There’s nothing for it but to start from scratch and regain everything you’ve lost the only way you know how: making fast food.
Once again you’re assisted by the BurgerTron 2000, the secret weapon that helped you dominate the fast food world in the first game. Whoever put you in that dumpster clearly missed a trick.
Your trusty robot companion issues a constant stream of food items into your restaurant via a snaking conveyor belt, while your customers wait at a counter along the bottom of the screen, requesting meals in speech bubbles.
To serve a meal you simply tap on the requested food items, and a plate if necessary, and then on the patron who ordered it. Except that only applies to the simplest of simple dishes. Pretty soon you’ll find yourself cooking food, filling glasses, toasting toast, and much more.
Burger Shop 2 is deceptively deep. New food items are added before every stage (you get to choose which ones), along with boosts and other features.
Foods need to be prepared in a variety of ways, whether in the oven, from the ice cream machine, out of the fryer, or whatever. There are toppings, too, such as butter on toast or sprinkles on ice creams, all of which makes for a dizzying number of considerations to juggle.
Over time you’ll learn to make the most of the tools at your disposal. You’ll fill fries cartons and soda glasses even when there are none on order, keep the oven working to have steak, ham, and fish ready to go, and you’ll make use of the extra place at the end of the conveyor belt, which allows you to keep one item aside.
You’ll also learn to serve your customers tactically, giving them their meals in parts rather than all at once, so that you can spread your attention equally among your impatient patrons.
The game contains different customer types with different levels of patience and different requirements in terms of the food they like to eat and how many dishes they’re going to order. Learning to identify these customer types on sight is essential if you want to maximize your efficiency.

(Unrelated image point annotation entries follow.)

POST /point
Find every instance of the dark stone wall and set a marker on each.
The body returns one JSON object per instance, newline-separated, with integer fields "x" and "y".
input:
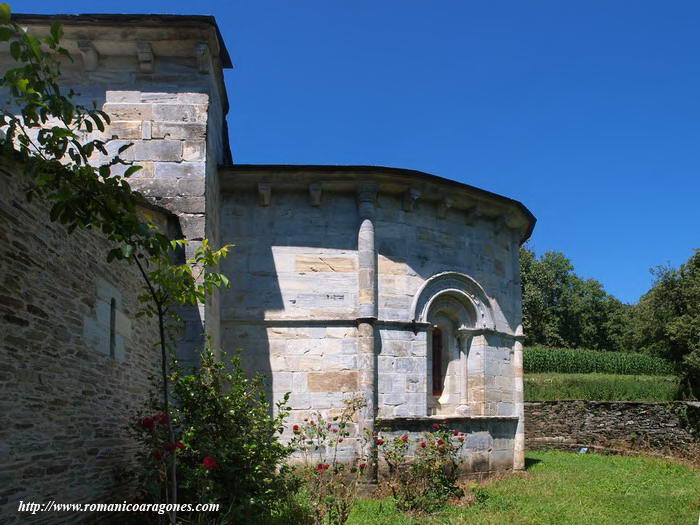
{"x": 661, "y": 427}
{"x": 65, "y": 399}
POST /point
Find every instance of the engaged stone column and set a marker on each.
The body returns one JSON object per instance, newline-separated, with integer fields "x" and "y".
{"x": 518, "y": 395}
{"x": 367, "y": 302}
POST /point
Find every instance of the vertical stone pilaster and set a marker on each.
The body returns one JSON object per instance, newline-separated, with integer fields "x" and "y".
{"x": 367, "y": 302}
{"x": 518, "y": 395}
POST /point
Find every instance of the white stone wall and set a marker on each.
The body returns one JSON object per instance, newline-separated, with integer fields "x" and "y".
{"x": 294, "y": 306}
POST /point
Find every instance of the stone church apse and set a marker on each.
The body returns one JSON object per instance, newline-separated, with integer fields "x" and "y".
{"x": 393, "y": 285}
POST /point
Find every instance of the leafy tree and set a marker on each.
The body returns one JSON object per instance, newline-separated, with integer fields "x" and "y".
{"x": 560, "y": 309}
{"x": 666, "y": 322}
{"x": 44, "y": 134}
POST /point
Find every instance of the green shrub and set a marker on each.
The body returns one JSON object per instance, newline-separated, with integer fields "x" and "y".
{"x": 600, "y": 387}
{"x": 423, "y": 473}
{"x": 227, "y": 446}
{"x": 580, "y": 361}
{"x": 330, "y": 484}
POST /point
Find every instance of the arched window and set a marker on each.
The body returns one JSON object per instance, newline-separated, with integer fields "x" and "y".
{"x": 112, "y": 327}
{"x": 438, "y": 378}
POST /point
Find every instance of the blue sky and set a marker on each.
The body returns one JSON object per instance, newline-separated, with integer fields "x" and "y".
{"x": 587, "y": 111}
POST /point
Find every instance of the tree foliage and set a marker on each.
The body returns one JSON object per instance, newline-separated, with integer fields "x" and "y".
{"x": 47, "y": 132}
{"x": 666, "y": 321}
{"x": 560, "y": 309}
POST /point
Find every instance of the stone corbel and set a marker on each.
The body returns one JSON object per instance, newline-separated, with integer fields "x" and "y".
{"x": 367, "y": 193}
{"x": 264, "y": 193}
{"x": 410, "y": 198}
{"x": 144, "y": 54}
{"x": 315, "y": 194}
{"x": 464, "y": 337}
{"x": 445, "y": 204}
{"x": 472, "y": 215}
{"x": 203, "y": 58}
{"x": 89, "y": 54}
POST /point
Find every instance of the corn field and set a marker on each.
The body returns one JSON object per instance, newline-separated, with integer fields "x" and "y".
{"x": 580, "y": 361}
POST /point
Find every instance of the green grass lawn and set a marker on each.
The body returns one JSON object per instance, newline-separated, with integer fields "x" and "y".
{"x": 569, "y": 489}
{"x": 599, "y": 387}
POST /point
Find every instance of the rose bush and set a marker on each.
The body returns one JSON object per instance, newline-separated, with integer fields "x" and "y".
{"x": 331, "y": 478}
{"x": 423, "y": 472}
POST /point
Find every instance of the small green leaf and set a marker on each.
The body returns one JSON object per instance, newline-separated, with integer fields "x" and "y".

It’s a tough challenge, even in the tutorial stages, but fortunately Burger Shop 2 gives you boosts in the form of lollipops that you can dish out to prevent angry customers from leaving, dog biscuits that you can give to certain customers to make them happier (and thus more generous), and even a little hovering robot called BurgerBot, whom you can deploy to fill an order for you whenever his energy bar is full.

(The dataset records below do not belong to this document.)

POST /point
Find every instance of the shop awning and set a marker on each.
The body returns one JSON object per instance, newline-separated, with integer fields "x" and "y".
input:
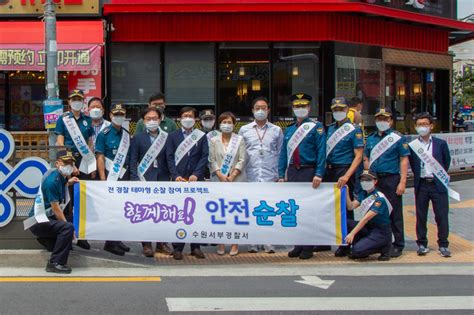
{"x": 79, "y": 45}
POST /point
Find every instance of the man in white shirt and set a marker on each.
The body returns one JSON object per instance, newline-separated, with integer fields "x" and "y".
{"x": 263, "y": 141}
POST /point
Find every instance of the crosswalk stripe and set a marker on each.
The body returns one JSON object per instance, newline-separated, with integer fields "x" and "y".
{"x": 320, "y": 304}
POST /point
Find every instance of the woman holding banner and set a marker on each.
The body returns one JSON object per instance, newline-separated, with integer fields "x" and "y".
{"x": 227, "y": 160}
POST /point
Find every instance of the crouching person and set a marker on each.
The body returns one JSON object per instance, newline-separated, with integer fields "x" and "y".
{"x": 372, "y": 234}
{"x": 50, "y": 224}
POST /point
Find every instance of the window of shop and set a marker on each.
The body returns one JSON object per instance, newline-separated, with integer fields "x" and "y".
{"x": 295, "y": 69}
{"x": 190, "y": 74}
{"x": 243, "y": 74}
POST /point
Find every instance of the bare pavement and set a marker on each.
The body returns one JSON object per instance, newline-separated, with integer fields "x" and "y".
{"x": 250, "y": 283}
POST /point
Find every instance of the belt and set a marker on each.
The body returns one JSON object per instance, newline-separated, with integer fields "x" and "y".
{"x": 303, "y": 166}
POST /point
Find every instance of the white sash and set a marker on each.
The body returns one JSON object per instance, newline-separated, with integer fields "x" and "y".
{"x": 88, "y": 163}
{"x": 151, "y": 154}
{"x": 437, "y": 169}
{"x": 115, "y": 169}
{"x": 297, "y": 137}
{"x": 229, "y": 157}
{"x": 39, "y": 209}
{"x": 383, "y": 146}
{"x": 338, "y": 135}
{"x": 187, "y": 144}
{"x": 365, "y": 205}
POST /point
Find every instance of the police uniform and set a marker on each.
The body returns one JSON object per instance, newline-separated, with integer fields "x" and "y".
{"x": 56, "y": 235}
{"x": 308, "y": 159}
{"x": 107, "y": 143}
{"x": 376, "y": 235}
{"x": 387, "y": 168}
{"x": 340, "y": 158}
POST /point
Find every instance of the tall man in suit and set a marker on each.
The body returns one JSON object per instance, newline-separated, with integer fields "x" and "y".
{"x": 428, "y": 186}
{"x": 187, "y": 152}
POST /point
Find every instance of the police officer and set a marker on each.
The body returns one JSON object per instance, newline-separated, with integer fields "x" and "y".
{"x": 305, "y": 144}
{"x": 108, "y": 144}
{"x": 372, "y": 234}
{"x": 345, "y": 146}
{"x": 57, "y": 234}
{"x": 386, "y": 153}
{"x": 84, "y": 124}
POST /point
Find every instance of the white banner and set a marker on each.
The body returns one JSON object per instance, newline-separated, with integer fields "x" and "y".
{"x": 210, "y": 212}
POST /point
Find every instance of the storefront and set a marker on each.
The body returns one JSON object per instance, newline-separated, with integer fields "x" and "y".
{"x": 222, "y": 54}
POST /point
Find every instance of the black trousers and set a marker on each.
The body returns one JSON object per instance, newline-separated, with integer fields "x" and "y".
{"x": 387, "y": 184}
{"x": 427, "y": 191}
{"x": 302, "y": 175}
{"x": 61, "y": 231}
{"x": 333, "y": 174}
{"x": 370, "y": 239}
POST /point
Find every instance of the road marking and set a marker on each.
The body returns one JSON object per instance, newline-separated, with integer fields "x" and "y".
{"x": 80, "y": 279}
{"x": 320, "y": 304}
{"x": 316, "y": 282}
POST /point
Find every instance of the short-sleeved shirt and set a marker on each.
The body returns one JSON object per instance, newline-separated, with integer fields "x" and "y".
{"x": 108, "y": 142}
{"x": 379, "y": 206}
{"x": 343, "y": 152}
{"x": 85, "y": 126}
{"x": 53, "y": 186}
{"x": 389, "y": 161}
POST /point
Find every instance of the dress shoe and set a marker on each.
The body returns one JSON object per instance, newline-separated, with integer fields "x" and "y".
{"x": 295, "y": 252}
{"x": 57, "y": 268}
{"x": 177, "y": 255}
{"x": 396, "y": 252}
{"x": 123, "y": 247}
{"x": 305, "y": 254}
{"x": 342, "y": 251}
{"x": 147, "y": 250}
{"x": 321, "y": 248}
{"x": 198, "y": 253}
{"x": 47, "y": 243}
{"x": 83, "y": 244}
{"x": 163, "y": 248}
{"x": 422, "y": 250}
{"x": 114, "y": 249}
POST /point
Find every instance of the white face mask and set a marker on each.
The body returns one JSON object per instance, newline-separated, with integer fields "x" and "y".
{"x": 152, "y": 125}
{"x": 118, "y": 120}
{"x": 188, "y": 122}
{"x": 95, "y": 113}
{"x": 66, "y": 170}
{"x": 339, "y": 116}
{"x": 301, "y": 112}
{"x": 77, "y": 105}
{"x": 423, "y": 131}
{"x": 208, "y": 124}
{"x": 260, "y": 115}
{"x": 382, "y": 125}
{"x": 367, "y": 185}
{"x": 227, "y": 128}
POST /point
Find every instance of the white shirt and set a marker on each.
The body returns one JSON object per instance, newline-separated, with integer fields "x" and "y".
{"x": 426, "y": 171}
{"x": 263, "y": 147}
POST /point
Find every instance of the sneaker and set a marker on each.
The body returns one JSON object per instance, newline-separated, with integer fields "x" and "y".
{"x": 422, "y": 250}
{"x": 444, "y": 251}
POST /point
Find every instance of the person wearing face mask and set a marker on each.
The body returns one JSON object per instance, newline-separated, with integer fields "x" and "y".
{"x": 150, "y": 144}
{"x": 227, "y": 160}
{"x": 187, "y": 162}
{"x": 77, "y": 123}
{"x": 427, "y": 184}
{"x": 167, "y": 124}
{"x": 57, "y": 234}
{"x": 372, "y": 234}
{"x": 344, "y": 150}
{"x": 303, "y": 155}
{"x": 112, "y": 143}
{"x": 263, "y": 141}
{"x": 386, "y": 153}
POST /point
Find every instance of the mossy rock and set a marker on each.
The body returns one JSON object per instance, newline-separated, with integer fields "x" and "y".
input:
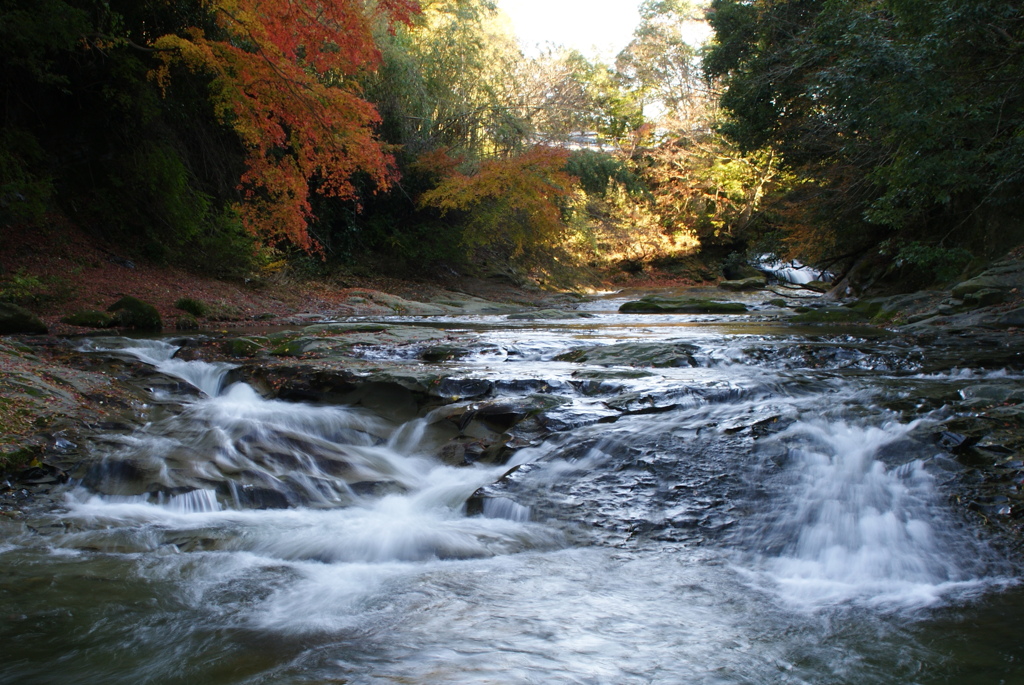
{"x": 753, "y": 283}
{"x": 436, "y": 353}
{"x": 130, "y": 312}
{"x": 89, "y": 318}
{"x": 546, "y": 314}
{"x": 14, "y": 318}
{"x": 657, "y": 355}
{"x": 245, "y": 347}
{"x": 830, "y": 315}
{"x": 741, "y": 272}
{"x": 295, "y": 347}
{"x": 654, "y": 304}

Burger Shop 2 isn’t getting any awards for presentation. The graphics could easily belong to a game from 2005, and during gameplay it can be difficult to connect with particular food items because they’re so small on the screen.
It can be frustrating, too. If you make a mistake you can’t simply remove the errant food item from the plate - you need to tip the whole lot into the waste disposal. In cases where cooked food is involved, this can set you back a fatal amount, for reasons that don’t feel intuitively fair. After all, you wouldn’t be expected to start from scratch in real life. Games are supposed to be more forgiving, not less.
Whether or not you played the first Burger Shop, if you’re a fan of casual time-management games like Diner Dash and Cook, Serve, Delicious! you’ll gobble this up. Burger Shop 2 may not be the slickest game of its type, but it has a fun story and a surprising amount of depth and challenge.